Он не был уверен, придет ли нужный ему человек в паб поздним воскресным вечером, за несколько минут до закрытия, он вообще не знал, ходит ли еще сюда этот посетитель. Много лет назад, когда Пэтси работала тут за стойкой, он был завсегдатаем. Потом она сменила работу, устроилась в гостиницу в Южном Кенсингтоне, хотя жалованье там было ниже. Ради Мэттью, сказала она, ради Мэттью. Разве мальчику приятно будет признаваться друзьям, что его мать – барменша?

Кевин тогда согласился с ней.

Они твердо решили воспитать мальчика как должно. Пусть у него в жизни будет больше возможностей, чем у них. Он получит хорошее образование, сможет стать выдающимся человеком. Они обязаны все сделать для него, они понимали это. Их чудесный, желанный мальчик, любимый их крохотка, связавший их воедино неразрывными узами, живое воплощение их молитв, их мечты – мечты, рассыпавшейся в прах, когда Кевина привели в морг и предложили опознать тело, лежавшее на стерильно чистой металлической тележке.

Мэттью накрывала какая-то казенная зеленая простыня, прямо посреди нее виднелся неуместный штамп «Прачечная-химчистка Льюистона» – можно подумать, это тюк с грязным бельем, подготовленный к отправке в стирку. Любезный, явно сочувствовавший ему полицейский сержант откинул простыню с лица мальчика, но в этом уже не было необходимости– при перевозке левая нога выглянула из-под зеленого покрывала, и Кевин сразу понял, что перед ним – тело сына.

Подумать только – он знал каждую черточку в этом детском теле, достаточно было увидеть одну только левую стопу, чтобы безнадежное отчаяние поглотило его. Но Кевин послушно выполнил всю процедуру до конца, осмотрел тело полностью.

Он видел лицо Мэттью – лицо, с которого бесстрастная рука смерти стерла всегда одухотворявшую его радость. Когда-то ему говорили, будто по лицу покойника можно догадаться, какой смертью он умер, но теперь он убедился в ложности старинной приметы: на теле Мэттью остались следы пыток, насилия, но лицо казалось спокойным, точно он уснул.

Кевин словно со стороны услышал свой нелепый, невозможный, смехотворный вопрос: «Мальчик умер? Вы уверены, что он мертв?»

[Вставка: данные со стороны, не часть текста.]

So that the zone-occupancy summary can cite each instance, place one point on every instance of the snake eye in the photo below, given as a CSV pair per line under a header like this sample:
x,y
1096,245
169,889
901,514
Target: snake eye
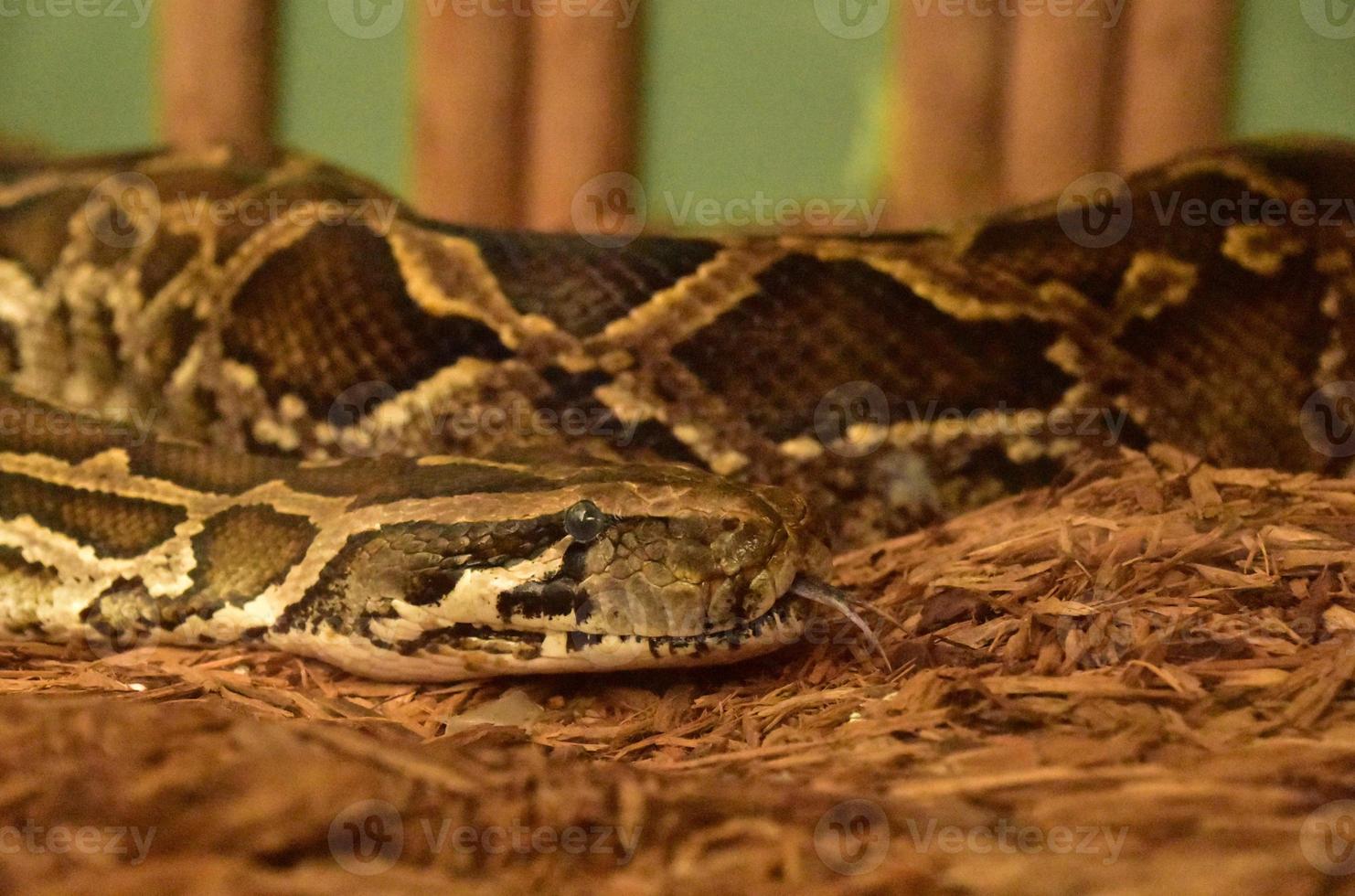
x,y
584,521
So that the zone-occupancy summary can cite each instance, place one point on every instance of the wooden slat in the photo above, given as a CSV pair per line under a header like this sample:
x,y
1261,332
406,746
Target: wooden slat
x,y
581,110
1059,123
217,73
1177,78
469,115
949,157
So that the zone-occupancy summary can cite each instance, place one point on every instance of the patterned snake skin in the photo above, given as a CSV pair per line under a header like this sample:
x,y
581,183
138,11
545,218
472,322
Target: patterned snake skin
x,y
321,336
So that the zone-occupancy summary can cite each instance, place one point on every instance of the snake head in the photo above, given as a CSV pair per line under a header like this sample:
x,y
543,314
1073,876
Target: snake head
x,y
556,570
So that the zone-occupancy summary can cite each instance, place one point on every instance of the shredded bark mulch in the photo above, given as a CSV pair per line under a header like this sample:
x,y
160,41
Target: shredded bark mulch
x,y
1136,682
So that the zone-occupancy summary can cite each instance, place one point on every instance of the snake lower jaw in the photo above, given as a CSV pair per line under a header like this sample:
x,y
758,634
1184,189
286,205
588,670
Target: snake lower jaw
x,y
468,652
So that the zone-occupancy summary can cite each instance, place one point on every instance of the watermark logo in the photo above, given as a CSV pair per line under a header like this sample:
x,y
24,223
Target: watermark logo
x,y
132,843
852,837
368,19
610,210
852,421
1096,210
1332,19
852,19
123,210
368,837
1327,837
1328,419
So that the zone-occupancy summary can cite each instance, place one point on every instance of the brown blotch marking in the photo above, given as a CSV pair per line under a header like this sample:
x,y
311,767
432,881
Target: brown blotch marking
x,y
339,301
167,258
581,286
816,325
464,636
205,469
390,479
114,526
240,553
244,550
26,587
418,563
8,348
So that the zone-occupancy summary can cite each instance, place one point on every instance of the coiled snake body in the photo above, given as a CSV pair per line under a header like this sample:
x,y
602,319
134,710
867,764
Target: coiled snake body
x,y
442,452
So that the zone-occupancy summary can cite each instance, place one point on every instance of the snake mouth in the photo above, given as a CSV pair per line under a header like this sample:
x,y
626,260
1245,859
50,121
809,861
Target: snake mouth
x,y
470,651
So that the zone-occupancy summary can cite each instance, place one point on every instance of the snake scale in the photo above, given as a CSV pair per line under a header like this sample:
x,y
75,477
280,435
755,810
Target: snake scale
x,y
270,404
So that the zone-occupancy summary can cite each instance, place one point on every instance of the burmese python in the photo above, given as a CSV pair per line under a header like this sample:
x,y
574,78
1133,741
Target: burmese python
x,y
321,336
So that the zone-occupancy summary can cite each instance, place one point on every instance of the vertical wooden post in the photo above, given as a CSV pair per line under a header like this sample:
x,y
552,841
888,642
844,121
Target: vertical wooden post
x,y
469,114
583,110
1177,78
949,157
217,73
1059,118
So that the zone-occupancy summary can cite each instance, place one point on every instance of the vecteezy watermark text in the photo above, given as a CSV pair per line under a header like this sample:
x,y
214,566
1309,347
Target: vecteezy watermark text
x,y
1109,11
137,11
1099,209
370,19
87,839
57,423
843,214
368,837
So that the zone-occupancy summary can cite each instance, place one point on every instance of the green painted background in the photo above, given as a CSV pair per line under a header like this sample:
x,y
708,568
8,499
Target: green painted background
x,y
739,95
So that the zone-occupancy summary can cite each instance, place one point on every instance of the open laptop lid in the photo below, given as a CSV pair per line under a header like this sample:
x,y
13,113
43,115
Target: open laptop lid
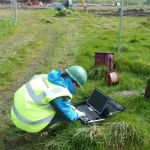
x,y
97,100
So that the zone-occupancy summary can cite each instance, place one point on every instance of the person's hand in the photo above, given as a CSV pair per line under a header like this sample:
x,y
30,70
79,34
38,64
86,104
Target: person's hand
x,y
80,113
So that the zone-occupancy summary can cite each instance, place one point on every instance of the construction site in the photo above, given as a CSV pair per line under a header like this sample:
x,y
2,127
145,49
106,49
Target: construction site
x,y
109,40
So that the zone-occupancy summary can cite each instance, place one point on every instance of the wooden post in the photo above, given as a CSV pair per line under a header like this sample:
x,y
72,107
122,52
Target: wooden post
x,y
147,90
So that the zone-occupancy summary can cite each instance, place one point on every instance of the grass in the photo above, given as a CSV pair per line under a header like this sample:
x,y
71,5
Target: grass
x,y
42,40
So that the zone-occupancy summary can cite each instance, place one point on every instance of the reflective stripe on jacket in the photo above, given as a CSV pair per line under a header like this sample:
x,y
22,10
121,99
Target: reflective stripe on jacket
x,y
31,110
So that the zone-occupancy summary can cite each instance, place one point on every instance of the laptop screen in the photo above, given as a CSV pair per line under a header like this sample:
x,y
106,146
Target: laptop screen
x,y
97,100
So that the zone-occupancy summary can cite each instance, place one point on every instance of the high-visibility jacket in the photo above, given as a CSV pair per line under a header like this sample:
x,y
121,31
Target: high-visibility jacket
x,y
31,110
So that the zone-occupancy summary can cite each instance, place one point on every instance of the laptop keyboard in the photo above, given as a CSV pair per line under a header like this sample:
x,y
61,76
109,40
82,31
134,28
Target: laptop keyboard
x,y
90,115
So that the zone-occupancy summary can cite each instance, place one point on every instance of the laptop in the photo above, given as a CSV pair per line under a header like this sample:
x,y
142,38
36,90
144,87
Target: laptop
x,y
98,107
93,107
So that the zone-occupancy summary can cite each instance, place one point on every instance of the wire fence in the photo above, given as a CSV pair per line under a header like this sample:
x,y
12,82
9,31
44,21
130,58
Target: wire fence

Сержант вновь опустил простыню на лицо Мэттью.

– Безусловно. Мне очень жаль.

Ему жаль. Что он знает о Мэттью, как может он по-настоящему сожалеть о его смерти? Что знает он о железной дороге, построенной отцом и сыном в подвале, о спроектированных ими зданиях, составивших три города, через которые проезжали их поезда? Мэттью настаивал: все дома должны строиться по единому масштабу, только из природных материалов, никакой синтетики. Сколько лет ушло на эту работу, сколько часов удовольствия она им доставила! Что знает об этом сержант? Ничего. Ничего. Он пробормочет пустые слова сочувствия и забудет их, как только Мэттью опустят в могилу.